Flatbread Tacos with Ranchero Chicken and Mexican Rice
April 22, 2013
YIELD: 12 servings
2 cups enchilada sauce, prepared
6 cups Monterey Jack cheese, shredded
6 cups iceberg lettuce, fresh, shredded
4 cups salsa, spicy, refrigerated, divided
12 cups cooked chicken breast, shredded
1 cup sour cream
1 cup ranch dressing
1 tsp. cumin, ground
1 tsp. lime zest, fresh
24 (7”) flatbreads, thawed
6 cups Mexican flavor rice,
cooked, hot
1. Combine sauce and ½ cup salsa in a heavy saucepan; whisk to blend.
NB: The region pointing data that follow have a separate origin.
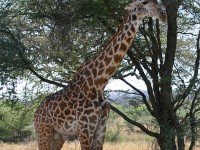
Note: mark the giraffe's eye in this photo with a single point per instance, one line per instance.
(145, 2)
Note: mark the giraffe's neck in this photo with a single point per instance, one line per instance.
(98, 71)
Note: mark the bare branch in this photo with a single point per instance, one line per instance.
(153, 134)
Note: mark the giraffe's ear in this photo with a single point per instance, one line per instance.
(130, 7)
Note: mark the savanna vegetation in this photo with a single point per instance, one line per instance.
(43, 42)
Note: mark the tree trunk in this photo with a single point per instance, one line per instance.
(193, 132)
(180, 138)
(167, 134)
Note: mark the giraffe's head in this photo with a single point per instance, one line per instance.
(149, 8)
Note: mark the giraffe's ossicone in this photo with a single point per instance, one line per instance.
(80, 109)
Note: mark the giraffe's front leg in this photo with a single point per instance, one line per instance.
(99, 135)
(88, 119)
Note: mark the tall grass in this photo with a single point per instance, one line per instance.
(139, 145)
(76, 146)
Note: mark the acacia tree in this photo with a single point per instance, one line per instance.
(50, 39)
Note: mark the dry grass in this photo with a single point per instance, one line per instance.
(76, 146)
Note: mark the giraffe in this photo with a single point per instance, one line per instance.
(80, 109)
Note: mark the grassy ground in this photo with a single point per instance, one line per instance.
(76, 146)
(142, 145)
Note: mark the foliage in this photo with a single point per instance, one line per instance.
(14, 123)
(42, 43)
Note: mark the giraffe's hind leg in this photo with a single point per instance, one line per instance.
(99, 134)
(58, 141)
(48, 139)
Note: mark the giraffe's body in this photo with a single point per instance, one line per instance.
(80, 109)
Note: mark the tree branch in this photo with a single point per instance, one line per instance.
(153, 134)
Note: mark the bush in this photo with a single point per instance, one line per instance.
(13, 123)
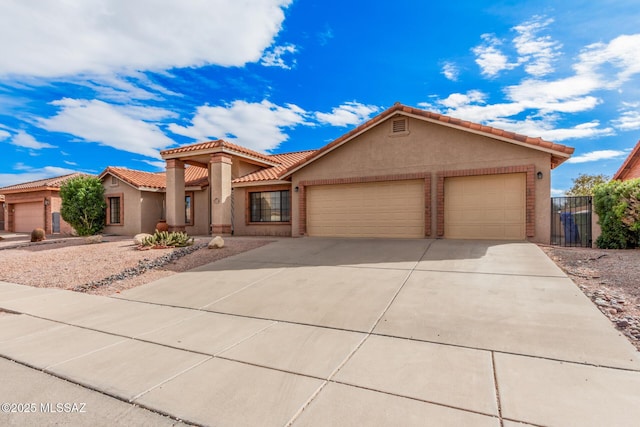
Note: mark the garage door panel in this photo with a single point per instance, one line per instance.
(486, 207)
(394, 209)
(28, 216)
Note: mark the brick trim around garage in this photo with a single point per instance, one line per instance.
(530, 210)
(302, 194)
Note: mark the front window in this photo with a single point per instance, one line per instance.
(270, 206)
2. Add chicken and simmer over medium heat until hot.
3. Combine sour cream, ranch dressing, cumin and lime zest in bowl; whisk to blend.
4. For 1 portion: Fry flatbreads in preheated fryer at 350°F for 25 seconds each; drain. (Flatbread can be grilled instead.) Fold flatbreads in half and fill each with ¼ cup rice. Top each with ¼ cup cheese and ¼ cup chicken mixture. Top each with ¼ cup lettuce and 2 Tbsps. salsa and garnish with 1 Tbsp. sour cream mixture.